Светлый фон

Было признано необходимым послать членов Центра в Киев, Новочеркасск и в Ставку Добровольческой армии. Я предложил свои услуги, ибо уже давно собирался пробраться с женой и сыном к остальным детям, о которых до нас дошли вести, что они живут в Персиановке, дачной местности под Новочеркасском. Их взяла на свое попечение вдова расстрелянного Орлова-Денисова, у которой было три сына приблизительно того же возраста{201}, что и мои сыновья.

Больше месяца прошло в хлопотах, чтобы устроить возможность выезда из Москвы. Требовалось разрешение различных большевицких учреждений, начиная с Центроплана и кончая Комиссариатом по иностранным делам. Без этого разрешения нельзя было получить визы от германского генерального консульства на въезд в Украину. Между тем мне было рискованно испрашивать разрешение от Комиссариата по иностранным делам, где меня могли арестовать как саботажника, тем более что мое пребывание при Добровольческой армии могло быть известным большевикам. В это время мы узнали, что мою жену разыскивают по обвинению в посылке Добровольческой армии белья и платья еще до первой поездки нашей на Дон осенью 1917 года. Об этом было напечатано в советских «Известиях», но мы узнали об этом две недели спустя; розыск у большевиков был случайный и плохо организованный.

Приходилось снова прибегать к фальшивым паспортам. В это время в Москве так же неожиданно, как и мы, появилась моя сестра В. Н. Лермонтова. Ей тоже пришлось бежать из Новочеркасска; некоторое время она прожила в Эссентуках, потом с четырнадцатилетней дочерью Соней проехала в Москву по Волге, через Царицын. Она тоже оставила своих мальчиков [Николая и Петра] в Новочеркасске и стремилась к ним, устроив свои дела в Москве. Ей и нам помог ее приятель по Новочеркасску Ермашов. Он занимал в Москве довольно видное положение, был помощником командующего Московским военным округом Муралова, начальником авиации и председателем комиссии с сложным названием, – по ликвидации каких-то дел на юге России.

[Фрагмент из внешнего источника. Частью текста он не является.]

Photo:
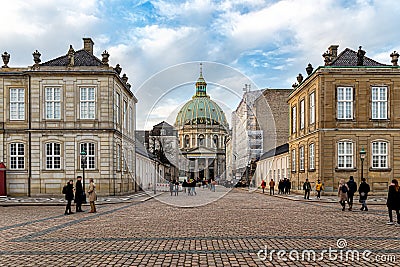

Как ни рационально переломали все существующее большевики, они были бессильны побороть одно из главных зол старого строя – бюрократизм и чиновничество. Наоборот, и то и другое усилилось до невиданных прежде размеров. Расплодилось множество учреждений, главная цель коих состояла в том, чтобы предоставлять хорошие оклады служащим. Так появились «Центротекстиль», «Центрожир» и неисчислимое количество других «центро», не говоря о комитетах. Многие тысячи людей кормились в этих учреждениях. Большевицкий режим заинтересовывал таким образом и в центре и на местах людей, попадавших в материальную от него зависимость. Большие массы стонали под гнетом этих учреждений, плодившихся, как грибы, и высасывавших деньги. Например, наш Веневский уездный комитет имел бюджет в сотни тысяч рублей. Волостные комитеты стоили десятки тысяч. Между тем, никто не знал, как следует, компетенции новых учреждений. Ограбив помещиков и буржуазию, комитеты для своего содержания должны были грабить уже просто все население. Когда брожение в деревнях приняло опасные размеры, большевики решили расслоить и деревню. Тогда созданы были комитеты бедноты из малоземельных и неимущих крестьян, зачастую из лодырей и всяких отбросов. Эти комитеты получали права отнимать у более состоятельных крестьян то, что им казалось излишком. Трудно было дальше идти в том же направлении. Междоусобная война переносилась в самую гущу деревни, между соседями. Но дьявольский план большевиков на этот раз не мог осуществиться. Они скоро поняли, что, если комитеты бедноты разовьют свою деятельность, то никто не будет сеять и вообще работать, зная, что у него все будет отнято бездельниками. Угроза голода давала и без того себя чувствовать слишком реально. Поэтому большевики через некоторое время сократили деревенские комитеты бедноты. Вместо этого они стали восстанавливать прежние помещичьи хозяйства и даже иногда округлять их за счет крестьян, сажая в эти имения своих управляющих. Они поняли, что иначе города не получат хлеба из деревни.